Somebody got to Pitt, and quick, after the star of The Devil's Own brutally dissed his own movie in the Feb. 3 issue of Newsweek, calling it an ''irresponsible bit of filmmaking.'' Within days, Pitt was trying to clarify himself in a statement, saying that he was referring only to the problems during development and elaborately praising the action movie, in which he stars as an Irish Republican Army soldier given refuge by Ford's unsuspecting New York City cop. Says a source close to the movie with ties to Pitt, ''They really put pressure on him to back off and say something positive, and he did.''

You want positive, talk to the director. ''I have respect for both of them,'' Pakula says of his male leads. ''I couldn't have asked for anything more out of them on this movie.'' But Pakula won't comment on the film's budget (which is said to have ballooned from $60 million to $90 million) or the script problems and denies reports that the two male stars clashed on the set. Nor will he address Pitt's rather harsh complaints.

Of course, Pitt wasn't the only naysayer. The buzz on The Devil's Own has been bad from the start, with the New York tabloids chronicling its every false move. Ford reportedly wanted his role beefed up and sexed up, apparently to compete with his Sexiest Man Alive costar. And Pitt said he was unhappy when the original screenplay was ''tossed'' and a squad of script doctors (Pakula, Terry George, and Robert Mark Kamen among them) kept churning out revisions long after filming had begun. Pitt, unlike Ford, was required to be on location in both Manhattan and Ireland and had good reason to grouse when the movie went months over schedule, postponing the start of his upcoming Seven Years in Tibet. (Pitt and Ford were even called back for two days of reshoots in early February, but studio execs were tight-lipped as to why.) ''There was tension on that set, no doubt about it,'' says the source.

But it sounds as though that tension was broken, especially whenever Pitt's fiancee, actress Gwyneth Paltrow (Seven, Emma), happened to visit the set. ''He'd just stop everything and light up,'' recalls Pakula. (March 26)

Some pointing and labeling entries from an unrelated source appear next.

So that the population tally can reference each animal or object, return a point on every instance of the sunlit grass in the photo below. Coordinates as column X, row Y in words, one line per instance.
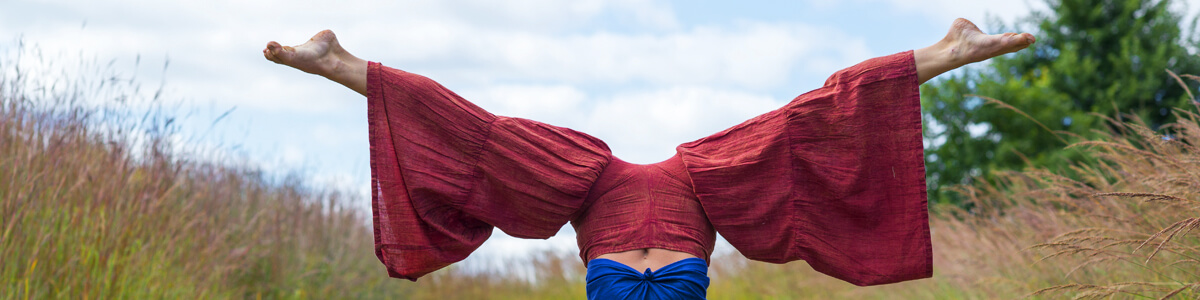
column 99, row 203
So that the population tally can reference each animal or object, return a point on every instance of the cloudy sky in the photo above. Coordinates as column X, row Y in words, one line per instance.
column 643, row 76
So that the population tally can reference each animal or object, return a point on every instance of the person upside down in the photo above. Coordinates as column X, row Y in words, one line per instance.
column 834, row 178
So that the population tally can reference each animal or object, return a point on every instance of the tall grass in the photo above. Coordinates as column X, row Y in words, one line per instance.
column 96, row 202
column 100, row 203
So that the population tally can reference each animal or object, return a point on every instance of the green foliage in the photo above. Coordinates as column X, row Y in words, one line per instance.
column 1092, row 59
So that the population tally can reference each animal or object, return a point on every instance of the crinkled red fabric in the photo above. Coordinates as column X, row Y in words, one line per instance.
column 834, row 178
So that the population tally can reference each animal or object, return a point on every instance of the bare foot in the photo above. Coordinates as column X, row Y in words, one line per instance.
column 324, row 57
column 963, row 45
column 966, row 43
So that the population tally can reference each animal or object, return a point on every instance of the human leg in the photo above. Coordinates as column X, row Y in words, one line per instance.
column 963, row 45
column 324, row 57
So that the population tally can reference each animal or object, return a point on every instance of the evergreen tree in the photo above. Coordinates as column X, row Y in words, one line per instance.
column 1092, row 59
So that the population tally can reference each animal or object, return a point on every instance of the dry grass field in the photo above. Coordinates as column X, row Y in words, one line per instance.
column 100, row 204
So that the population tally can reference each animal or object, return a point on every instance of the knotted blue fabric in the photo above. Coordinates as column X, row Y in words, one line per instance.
column 684, row 280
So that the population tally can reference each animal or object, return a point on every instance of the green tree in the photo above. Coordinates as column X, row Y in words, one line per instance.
column 1092, row 58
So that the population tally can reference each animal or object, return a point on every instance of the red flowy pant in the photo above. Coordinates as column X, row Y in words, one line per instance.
column 834, row 178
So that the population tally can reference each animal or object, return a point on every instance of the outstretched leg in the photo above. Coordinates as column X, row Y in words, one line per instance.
column 964, row 45
column 324, row 57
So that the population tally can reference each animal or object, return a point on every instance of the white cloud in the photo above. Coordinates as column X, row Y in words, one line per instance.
column 977, row 11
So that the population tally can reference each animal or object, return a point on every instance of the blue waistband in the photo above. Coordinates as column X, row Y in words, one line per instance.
column 682, row 280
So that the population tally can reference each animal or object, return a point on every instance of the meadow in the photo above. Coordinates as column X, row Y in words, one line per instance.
column 97, row 202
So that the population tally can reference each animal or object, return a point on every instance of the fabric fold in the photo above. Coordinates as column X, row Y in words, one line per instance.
column 684, row 280
column 835, row 178
column 445, row 172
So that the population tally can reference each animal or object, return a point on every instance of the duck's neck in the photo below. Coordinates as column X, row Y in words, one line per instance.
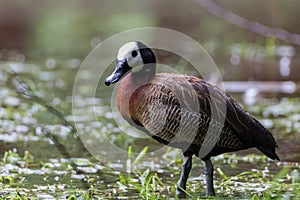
column 145, row 74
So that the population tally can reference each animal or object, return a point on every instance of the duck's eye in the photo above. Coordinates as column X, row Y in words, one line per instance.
column 134, row 53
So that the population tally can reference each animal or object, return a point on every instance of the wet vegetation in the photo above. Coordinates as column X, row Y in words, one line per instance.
column 42, row 155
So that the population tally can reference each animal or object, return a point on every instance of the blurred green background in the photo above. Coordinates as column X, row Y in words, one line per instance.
column 70, row 29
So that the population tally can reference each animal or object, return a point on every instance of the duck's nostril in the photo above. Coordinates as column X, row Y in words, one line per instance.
column 107, row 82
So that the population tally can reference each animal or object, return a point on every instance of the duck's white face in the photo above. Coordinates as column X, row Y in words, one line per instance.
column 131, row 53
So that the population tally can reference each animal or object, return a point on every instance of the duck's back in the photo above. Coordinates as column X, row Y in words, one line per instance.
column 180, row 111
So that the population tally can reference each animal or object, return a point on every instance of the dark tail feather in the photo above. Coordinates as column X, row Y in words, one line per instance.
column 269, row 152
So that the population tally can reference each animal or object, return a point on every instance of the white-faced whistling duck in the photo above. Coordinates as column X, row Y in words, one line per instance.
column 158, row 104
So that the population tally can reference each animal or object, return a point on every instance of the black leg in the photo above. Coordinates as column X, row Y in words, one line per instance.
column 208, row 171
column 186, row 168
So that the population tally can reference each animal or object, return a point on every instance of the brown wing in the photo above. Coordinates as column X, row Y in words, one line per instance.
column 173, row 101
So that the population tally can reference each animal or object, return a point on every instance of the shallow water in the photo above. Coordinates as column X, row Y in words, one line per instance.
column 49, row 174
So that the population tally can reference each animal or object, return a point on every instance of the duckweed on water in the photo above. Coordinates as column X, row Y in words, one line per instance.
column 33, row 168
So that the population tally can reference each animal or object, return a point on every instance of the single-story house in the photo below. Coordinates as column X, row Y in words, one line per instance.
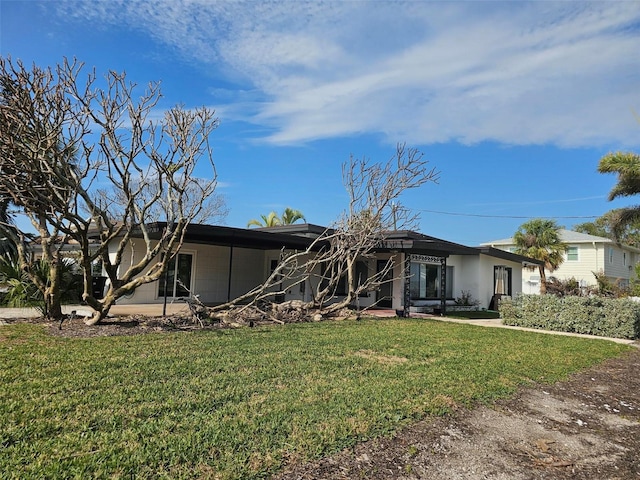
column 220, row 263
column 585, row 255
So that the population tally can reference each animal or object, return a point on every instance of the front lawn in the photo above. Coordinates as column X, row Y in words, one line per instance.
column 241, row 403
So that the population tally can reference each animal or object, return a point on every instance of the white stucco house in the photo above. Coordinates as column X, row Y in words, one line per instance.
column 586, row 254
column 220, row 263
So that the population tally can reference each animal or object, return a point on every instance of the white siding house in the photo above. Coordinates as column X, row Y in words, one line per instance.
column 586, row 254
column 221, row 263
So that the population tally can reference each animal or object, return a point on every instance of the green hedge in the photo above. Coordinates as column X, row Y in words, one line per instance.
column 606, row 317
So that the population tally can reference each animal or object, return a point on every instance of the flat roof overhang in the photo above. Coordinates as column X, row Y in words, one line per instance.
column 237, row 237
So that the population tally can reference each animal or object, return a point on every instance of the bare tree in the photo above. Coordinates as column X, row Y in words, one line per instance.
column 374, row 211
column 93, row 165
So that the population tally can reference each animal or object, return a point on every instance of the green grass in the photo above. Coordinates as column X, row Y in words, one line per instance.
column 241, row 403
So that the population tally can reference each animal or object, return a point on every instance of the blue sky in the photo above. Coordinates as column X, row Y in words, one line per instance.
column 513, row 102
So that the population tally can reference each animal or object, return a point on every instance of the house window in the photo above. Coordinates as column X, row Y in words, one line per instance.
column 425, row 281
column 362, row 274
column 502, row 280
column 178, row 277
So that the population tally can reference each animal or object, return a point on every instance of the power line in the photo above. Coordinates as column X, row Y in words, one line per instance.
column 505, row 216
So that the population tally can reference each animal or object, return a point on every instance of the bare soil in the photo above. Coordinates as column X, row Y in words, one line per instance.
column 587, row 427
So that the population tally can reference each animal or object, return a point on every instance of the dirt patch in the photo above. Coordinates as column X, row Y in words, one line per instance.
column 587, row 427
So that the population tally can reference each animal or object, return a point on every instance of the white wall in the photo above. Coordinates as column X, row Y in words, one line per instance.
column 209, row 273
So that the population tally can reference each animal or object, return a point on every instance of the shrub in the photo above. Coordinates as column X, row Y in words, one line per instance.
column 608, row 317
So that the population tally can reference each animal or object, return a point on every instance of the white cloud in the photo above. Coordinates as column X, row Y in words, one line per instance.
column 564, row 73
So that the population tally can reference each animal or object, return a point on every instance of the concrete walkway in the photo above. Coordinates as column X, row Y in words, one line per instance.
column 180, row 307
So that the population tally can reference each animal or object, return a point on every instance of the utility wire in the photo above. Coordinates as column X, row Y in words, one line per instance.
column 502, row 216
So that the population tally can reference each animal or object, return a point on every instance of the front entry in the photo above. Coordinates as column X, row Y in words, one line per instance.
column 384, row 296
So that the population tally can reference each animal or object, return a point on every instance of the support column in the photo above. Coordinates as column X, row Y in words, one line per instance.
column 406, row 313
column 443, row 286
column 230, row 270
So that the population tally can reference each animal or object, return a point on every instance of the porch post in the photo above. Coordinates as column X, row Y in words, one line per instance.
column 443, row 286
column 230, row 269
column 406, row 312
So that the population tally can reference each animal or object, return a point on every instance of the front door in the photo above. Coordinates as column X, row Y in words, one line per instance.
column 384, row 296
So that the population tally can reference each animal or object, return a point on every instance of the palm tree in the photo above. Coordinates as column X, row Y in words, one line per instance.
column 540, row 239
column 270, row 220
column 289, row 216
column 627, row 166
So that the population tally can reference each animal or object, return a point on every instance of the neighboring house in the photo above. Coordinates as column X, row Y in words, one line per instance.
column 586, row 254
column 220, row 263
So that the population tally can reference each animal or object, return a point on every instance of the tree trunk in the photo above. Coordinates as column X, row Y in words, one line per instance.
column 543, row 280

[WHAT'S AT STAKE] The bedeviled Sony Pictures, now on an upswing thanks to its blockbuster hit Jerry Maguire, needs another ace. Bradmania won't hurt.

THE SAINT

[Starring] Val KILMER, Elisabeth SHUE, Rade SERBEDZIJA [Director] Phillip NOYCE

Who knows what evil lurks...no, wait, that's the Phantom, or is it the Shadow? Anyway, the latest antediluvian action hero to be resurrected for the big screen is Simon Templar, a.k.a. the Saint. For those of you who don't remember the Leslie Charteris novels, or the flicks of the '30s and '40s starring George Sanders (among others), or even the 1960s TV series starring Roger Moore, don't worry about it -- this $68 million potential franchise starter has little to do with any of them. ''We started from scratch,'' explains director Noyce (Patriot Games, Clear and Present Danger). ''We started with the assumption that nobody cares about the series or even knows about it.'' The plot, set vaguely in the near future, and stretching from Russia to London, tells the tale of the playboy hero's conversion from scoundrelly thief to debonair do-gooder -- and it sounds like there were parallels behind the scenes.